PITTSBURGH, Pa. – Villanova’s 2015 tournament loss to NC State in the round of 32 had no bearing on today’s outcome against Alabama. But it would be hard to argue the Cats’ recent history in the second games of the opening weekend didn’t briefly hang over PPG Paints Arena Saturday.
Especially after stars Jalen Brunson and Mikal Bridges combined for five first half points and a pesky Crimson Tide squad only trailed 32-27 at the break.
If not for Donte DiVincenzo’s five threes in the opening stanza, paranoia might have set in for those who made the trip across the Pennsylvania Turnpike to watch Jay Wright’s top-seeded team.
Brunson sat for most of the half because of foul trouble, and Bridges struggled to find his touch—he missed all five of his goal field attempts. Whatever Wright said at halftime must have clicked for the Big East champs, and most notably, Bridges.
The projected lottery pick erupted for 22 points after the break, and Villanova stormed into the Sweet 16 behind a blazing second half shooting performance, rolling the Tide, 81-58.
The second round has tormented Wright and Villanova in recent memory. The aforementioned loss to NC State here in Pittsburgh three years ago and again to Wisconsin in last year. After a less than inspiring first half, the Cats quickly squashed any chance of seeing their season end early.
Villanova looked every bit of a national title contender to start the second half, zipping the ball around the perimeter and finding open shooters. Bridges scored 16 points in the first four and a half minutes, including 11 straight at one point, to turn a two-possession ballgame into a 22-point laugher. He finished with a game-high 23 points.

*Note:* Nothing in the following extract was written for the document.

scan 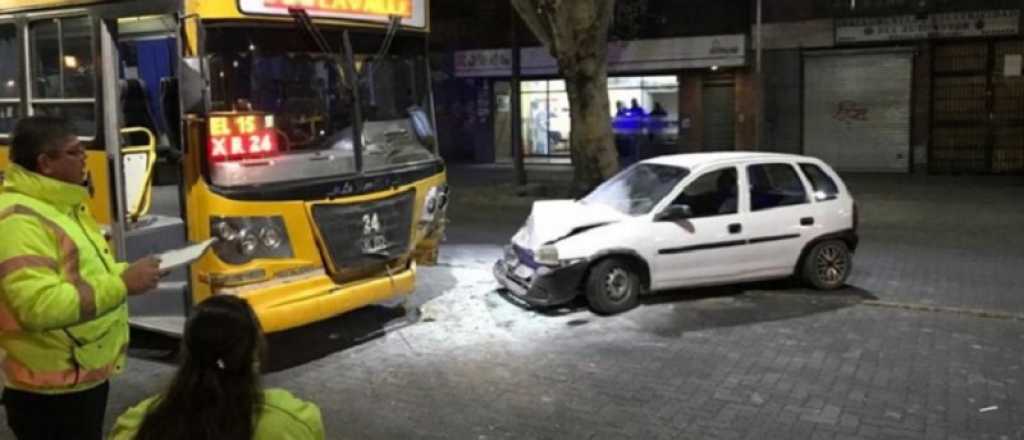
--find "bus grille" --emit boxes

“Coach told me to be aggressive and be ready, play off my jump shot,” Bridges said. “My teammates found me wide open, and it was catch and shoot.”
The Cats as a team hit their first eight attempts from deep to start the second half and drilled 17 overall for the game, tying a season high. They ramped up the defensive pressure, too.

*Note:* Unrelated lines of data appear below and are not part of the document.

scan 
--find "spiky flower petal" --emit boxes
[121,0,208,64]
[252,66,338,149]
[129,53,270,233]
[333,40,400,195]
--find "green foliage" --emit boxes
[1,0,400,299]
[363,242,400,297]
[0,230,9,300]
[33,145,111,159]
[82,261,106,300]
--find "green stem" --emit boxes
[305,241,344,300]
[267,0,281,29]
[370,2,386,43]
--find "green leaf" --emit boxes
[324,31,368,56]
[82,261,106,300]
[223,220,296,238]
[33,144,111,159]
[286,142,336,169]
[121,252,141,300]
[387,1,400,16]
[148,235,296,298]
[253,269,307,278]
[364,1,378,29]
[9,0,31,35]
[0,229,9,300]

Alabama shot 48 percent as a team in the first 20 minutes and controlled the scoring in the paint, 14-4. The Crimson Tide connected on only nine of 25 attempts in the second half, and star freshman Collin Sexton was the only player in double-figures with 17.
“I think Mikal explained it best, because we have the freedom to shoot because we’re not really worried whether shots go in or not,” Wright said of his team’s second half defense. “Some nights they’re going in, some nights they’re not. What we can control is how well play together defensively and how hard we play defensively.”
“It’s been a challenge for this team because we have a lot of young guys, and we’ve been getting better as the season has gone one. I think what’s exciting about this team is that we’re probably playing our best defense and rebounding the best now than we have all year.”
With Brunson and Bridges struggling in the first half, DiVincenzo, the pride of Wilmington, Del., carried Villanova. He connected for three straight triples during one stretch, and his fifth three in the waning seconds of the half injected the Cats bench with a dose of momentum that ultimately carried over through the break.
“It’s more responsibility of making the right play,” DiVincenzo said of stepping up in the first half for Brunson and Bridges. “I just know when I’ve got it going, a couple shots going down, they were loading to me, trying to deny the ball. I just had to make the right play, whether it was a shot or pass.”
Villanova entered the tournament as one of the favorites to win it all, and with top overall seed Virginia and trendy pick Arizona having already exited, the Cats might now be the clear favorite. If they continue their hot shooting ways, not many teams will have the firepower to keep up with them.
They’ll return to Boston for the regional final, the site of Scottie Reynolds’ thrilling game-winner in 2009 over Pittsburgh and Jamie Dixon. Waiting for Cats will be either West Virginia or Marshall. Those two teams will duke it out Sunday at 9:40 p.m. EST in San Diego for Mountain State Supremacy.